I bit my lip and stared up at him, transfixed by the sheer height and breadth of the man before me. He began to move his fingers, sensing that I had no intention of removing my hand from his wrist. Deftly he turned his wrist in my grip until his fingers were brushing the skin of the underside of my wrist; they were longer than I had anticipated, and I shivered uncontrollably as they trailed a distance along my forearm, almost teasing in the lightness of their contact against the skin. Determined that I would not be outdone in my assiduous seduction, I began to move even closer, praying that the arrhythmic, galloping rate of my heart did not foretell a sudden loss of nerves and a fit of fainting.

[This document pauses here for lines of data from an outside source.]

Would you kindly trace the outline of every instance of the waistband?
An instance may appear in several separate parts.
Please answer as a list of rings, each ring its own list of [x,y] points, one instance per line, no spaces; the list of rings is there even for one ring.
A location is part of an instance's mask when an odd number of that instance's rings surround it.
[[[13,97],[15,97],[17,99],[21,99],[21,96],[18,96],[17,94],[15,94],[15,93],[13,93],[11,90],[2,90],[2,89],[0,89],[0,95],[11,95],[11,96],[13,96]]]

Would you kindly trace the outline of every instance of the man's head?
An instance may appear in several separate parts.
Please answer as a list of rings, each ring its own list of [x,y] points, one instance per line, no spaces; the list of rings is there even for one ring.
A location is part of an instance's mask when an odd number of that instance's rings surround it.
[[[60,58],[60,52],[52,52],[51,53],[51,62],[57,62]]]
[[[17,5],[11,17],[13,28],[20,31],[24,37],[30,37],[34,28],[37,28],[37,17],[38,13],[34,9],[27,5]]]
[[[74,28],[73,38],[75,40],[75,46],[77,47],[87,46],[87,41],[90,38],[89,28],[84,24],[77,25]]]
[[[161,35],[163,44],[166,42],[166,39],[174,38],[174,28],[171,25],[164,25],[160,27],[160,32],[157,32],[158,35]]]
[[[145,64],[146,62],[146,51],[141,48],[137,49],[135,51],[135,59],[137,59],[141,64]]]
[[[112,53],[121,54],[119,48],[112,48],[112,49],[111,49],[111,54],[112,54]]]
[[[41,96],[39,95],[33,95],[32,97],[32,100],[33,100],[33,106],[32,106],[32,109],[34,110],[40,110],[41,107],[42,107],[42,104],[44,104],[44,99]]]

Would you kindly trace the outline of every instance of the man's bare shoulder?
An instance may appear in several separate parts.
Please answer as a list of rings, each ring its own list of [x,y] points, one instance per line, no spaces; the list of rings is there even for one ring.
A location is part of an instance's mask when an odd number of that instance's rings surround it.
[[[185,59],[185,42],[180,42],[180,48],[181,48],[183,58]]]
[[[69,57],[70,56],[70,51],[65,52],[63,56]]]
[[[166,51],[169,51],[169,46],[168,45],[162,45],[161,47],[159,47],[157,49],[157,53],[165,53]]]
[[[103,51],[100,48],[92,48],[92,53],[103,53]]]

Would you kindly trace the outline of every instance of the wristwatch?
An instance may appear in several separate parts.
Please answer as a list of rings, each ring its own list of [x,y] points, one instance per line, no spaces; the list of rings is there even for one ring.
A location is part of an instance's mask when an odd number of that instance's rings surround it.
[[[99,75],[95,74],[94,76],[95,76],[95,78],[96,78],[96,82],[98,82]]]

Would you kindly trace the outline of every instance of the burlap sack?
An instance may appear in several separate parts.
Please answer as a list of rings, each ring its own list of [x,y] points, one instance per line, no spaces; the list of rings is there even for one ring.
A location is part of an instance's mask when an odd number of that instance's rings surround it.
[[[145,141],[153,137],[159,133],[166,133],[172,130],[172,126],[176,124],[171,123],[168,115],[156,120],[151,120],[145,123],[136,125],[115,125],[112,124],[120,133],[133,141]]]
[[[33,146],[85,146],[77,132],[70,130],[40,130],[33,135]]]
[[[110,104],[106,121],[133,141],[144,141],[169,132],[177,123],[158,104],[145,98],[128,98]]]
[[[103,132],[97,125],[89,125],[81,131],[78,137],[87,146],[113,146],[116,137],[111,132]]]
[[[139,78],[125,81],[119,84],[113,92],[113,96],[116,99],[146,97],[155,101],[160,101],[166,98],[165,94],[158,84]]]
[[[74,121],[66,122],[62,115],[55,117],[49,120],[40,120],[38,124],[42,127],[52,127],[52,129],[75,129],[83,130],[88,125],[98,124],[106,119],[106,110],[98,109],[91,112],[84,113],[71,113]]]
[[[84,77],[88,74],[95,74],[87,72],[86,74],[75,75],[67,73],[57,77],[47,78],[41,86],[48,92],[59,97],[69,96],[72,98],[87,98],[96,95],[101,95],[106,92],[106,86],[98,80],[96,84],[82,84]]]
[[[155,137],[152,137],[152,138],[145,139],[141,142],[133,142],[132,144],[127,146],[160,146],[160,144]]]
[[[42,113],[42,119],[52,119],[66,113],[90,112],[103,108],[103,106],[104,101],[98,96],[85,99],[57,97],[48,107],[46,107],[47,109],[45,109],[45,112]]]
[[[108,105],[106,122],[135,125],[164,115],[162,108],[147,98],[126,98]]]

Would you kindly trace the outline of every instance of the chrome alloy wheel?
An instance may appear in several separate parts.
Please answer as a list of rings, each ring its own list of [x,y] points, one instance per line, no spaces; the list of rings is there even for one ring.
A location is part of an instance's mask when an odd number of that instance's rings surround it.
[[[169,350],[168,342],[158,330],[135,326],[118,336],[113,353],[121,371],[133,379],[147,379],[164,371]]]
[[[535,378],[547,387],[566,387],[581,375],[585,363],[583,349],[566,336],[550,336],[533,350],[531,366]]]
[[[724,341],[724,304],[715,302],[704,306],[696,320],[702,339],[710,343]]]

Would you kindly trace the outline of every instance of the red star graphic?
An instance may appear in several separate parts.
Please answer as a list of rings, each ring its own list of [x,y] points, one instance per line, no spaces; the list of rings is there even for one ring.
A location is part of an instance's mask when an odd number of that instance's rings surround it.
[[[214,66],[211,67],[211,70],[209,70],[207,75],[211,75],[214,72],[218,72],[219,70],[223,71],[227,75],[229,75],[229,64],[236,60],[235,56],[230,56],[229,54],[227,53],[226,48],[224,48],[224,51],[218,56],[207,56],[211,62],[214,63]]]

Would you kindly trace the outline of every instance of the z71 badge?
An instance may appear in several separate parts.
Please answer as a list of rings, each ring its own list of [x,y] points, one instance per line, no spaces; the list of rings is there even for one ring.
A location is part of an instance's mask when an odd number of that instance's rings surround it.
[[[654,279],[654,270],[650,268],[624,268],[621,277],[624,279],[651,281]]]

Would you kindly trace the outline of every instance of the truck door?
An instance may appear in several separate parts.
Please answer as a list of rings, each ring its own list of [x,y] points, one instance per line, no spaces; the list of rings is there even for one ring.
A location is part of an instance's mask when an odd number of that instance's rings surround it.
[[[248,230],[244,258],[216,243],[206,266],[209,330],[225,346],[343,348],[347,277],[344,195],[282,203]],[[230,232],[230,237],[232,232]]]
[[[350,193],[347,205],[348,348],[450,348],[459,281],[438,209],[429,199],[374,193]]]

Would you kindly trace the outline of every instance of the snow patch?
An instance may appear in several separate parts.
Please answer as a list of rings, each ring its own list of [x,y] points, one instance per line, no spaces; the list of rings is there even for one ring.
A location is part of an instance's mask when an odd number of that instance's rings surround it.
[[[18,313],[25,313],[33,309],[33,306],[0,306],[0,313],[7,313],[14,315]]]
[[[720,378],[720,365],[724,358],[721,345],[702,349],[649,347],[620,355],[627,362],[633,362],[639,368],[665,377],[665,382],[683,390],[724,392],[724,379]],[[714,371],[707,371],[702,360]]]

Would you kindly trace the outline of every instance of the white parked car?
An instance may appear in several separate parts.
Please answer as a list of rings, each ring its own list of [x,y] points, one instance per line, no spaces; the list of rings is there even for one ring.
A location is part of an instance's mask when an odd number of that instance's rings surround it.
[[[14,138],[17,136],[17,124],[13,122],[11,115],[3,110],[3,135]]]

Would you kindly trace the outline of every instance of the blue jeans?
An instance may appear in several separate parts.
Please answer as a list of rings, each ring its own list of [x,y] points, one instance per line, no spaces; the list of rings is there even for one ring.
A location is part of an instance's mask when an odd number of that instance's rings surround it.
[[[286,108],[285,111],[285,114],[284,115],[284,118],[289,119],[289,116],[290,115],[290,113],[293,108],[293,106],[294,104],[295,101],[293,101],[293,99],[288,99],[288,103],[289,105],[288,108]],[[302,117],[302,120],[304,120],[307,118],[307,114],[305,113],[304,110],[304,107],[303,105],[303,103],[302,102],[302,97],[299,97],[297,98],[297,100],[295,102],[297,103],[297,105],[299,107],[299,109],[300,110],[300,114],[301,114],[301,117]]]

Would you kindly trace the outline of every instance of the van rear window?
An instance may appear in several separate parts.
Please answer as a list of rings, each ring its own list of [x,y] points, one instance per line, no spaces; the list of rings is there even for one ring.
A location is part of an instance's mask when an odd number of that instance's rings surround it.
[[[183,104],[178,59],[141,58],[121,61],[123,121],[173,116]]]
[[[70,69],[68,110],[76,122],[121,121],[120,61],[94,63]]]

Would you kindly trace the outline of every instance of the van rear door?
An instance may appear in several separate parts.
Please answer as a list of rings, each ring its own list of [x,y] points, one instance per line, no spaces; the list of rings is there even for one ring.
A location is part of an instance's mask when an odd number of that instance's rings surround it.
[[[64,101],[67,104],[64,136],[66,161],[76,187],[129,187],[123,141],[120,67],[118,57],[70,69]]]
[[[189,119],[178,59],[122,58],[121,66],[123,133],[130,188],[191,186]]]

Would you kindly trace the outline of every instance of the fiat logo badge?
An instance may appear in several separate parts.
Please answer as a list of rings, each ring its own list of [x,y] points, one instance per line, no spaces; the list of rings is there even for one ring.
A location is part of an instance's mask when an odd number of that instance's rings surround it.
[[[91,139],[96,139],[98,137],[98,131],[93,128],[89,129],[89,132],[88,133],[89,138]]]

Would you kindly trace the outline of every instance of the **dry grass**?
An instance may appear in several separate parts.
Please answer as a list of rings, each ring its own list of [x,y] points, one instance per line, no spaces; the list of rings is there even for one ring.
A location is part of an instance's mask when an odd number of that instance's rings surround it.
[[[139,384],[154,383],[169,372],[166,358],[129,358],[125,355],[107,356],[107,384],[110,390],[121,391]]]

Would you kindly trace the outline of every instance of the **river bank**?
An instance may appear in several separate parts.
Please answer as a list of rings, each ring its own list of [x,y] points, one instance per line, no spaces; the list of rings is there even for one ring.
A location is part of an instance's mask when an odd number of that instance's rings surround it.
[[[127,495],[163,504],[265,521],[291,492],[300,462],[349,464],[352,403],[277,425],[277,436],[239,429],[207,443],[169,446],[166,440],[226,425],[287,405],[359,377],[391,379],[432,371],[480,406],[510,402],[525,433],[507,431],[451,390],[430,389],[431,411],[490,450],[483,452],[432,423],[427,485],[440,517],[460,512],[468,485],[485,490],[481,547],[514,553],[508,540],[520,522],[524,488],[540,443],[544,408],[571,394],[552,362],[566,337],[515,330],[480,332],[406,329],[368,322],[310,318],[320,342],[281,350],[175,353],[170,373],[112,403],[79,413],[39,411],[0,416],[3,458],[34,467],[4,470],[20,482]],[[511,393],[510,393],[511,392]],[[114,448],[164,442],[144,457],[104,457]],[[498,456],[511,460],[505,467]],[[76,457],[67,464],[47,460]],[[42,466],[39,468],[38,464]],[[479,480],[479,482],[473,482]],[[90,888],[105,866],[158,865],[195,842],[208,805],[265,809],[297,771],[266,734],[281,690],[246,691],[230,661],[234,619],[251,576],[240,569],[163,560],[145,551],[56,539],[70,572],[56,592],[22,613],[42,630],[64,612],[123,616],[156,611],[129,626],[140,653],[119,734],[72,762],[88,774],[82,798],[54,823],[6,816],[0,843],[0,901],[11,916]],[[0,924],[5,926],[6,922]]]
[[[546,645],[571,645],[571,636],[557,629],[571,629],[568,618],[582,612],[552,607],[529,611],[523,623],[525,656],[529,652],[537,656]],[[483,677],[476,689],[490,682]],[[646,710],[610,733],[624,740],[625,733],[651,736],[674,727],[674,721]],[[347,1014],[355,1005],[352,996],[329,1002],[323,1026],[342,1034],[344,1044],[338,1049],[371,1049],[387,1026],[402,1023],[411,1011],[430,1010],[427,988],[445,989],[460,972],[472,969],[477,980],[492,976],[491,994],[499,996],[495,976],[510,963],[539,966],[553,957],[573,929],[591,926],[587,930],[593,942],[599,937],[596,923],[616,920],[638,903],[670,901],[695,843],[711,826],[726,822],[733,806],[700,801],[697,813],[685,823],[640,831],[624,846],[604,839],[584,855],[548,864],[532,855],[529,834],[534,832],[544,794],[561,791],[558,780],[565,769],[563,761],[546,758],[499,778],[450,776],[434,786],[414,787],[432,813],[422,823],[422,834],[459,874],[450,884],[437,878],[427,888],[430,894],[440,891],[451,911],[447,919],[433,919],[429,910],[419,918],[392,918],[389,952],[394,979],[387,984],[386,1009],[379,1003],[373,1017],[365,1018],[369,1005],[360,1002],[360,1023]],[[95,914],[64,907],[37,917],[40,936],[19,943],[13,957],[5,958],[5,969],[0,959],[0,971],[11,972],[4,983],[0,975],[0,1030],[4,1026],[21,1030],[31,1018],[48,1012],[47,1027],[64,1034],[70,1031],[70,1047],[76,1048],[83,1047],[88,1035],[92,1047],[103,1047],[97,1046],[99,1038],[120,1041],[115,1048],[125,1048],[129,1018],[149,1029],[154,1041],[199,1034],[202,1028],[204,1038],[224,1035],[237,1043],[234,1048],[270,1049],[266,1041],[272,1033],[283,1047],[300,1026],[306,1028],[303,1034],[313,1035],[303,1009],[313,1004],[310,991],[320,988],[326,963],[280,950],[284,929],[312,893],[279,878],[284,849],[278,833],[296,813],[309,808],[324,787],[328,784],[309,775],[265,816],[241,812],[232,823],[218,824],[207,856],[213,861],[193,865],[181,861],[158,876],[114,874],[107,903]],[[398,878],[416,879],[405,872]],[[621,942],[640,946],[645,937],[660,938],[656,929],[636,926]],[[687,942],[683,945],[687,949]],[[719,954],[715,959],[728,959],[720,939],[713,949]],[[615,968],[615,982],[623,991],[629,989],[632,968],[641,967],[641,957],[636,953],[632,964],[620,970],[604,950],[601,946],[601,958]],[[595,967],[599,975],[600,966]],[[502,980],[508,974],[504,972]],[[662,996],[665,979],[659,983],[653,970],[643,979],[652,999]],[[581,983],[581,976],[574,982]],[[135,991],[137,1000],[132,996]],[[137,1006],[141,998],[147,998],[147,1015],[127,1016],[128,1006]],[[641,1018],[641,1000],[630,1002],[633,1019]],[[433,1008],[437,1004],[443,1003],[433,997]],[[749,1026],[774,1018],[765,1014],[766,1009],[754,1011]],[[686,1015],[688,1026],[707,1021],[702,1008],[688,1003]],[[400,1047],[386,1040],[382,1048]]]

My cognitive processes were suffering as a result of my impaired ability to breathe. Wading through muddied thoughts, I endeavored to put words to the myriad emotions crossing his face in a fleeting display of fear, hope, and confusion, tempered by the visible tightening of his shoulders and a stormy intensity of the dark eyes through which he regarded me. They seemed to cloud and then sharpen. Instinct alone provided me with the comprehension that intellect could not as I dared to take the final step until I was directly beneath him, my eyes on par with the level of his collarbone. I could now feel his movements as his head bent lower to meet mine.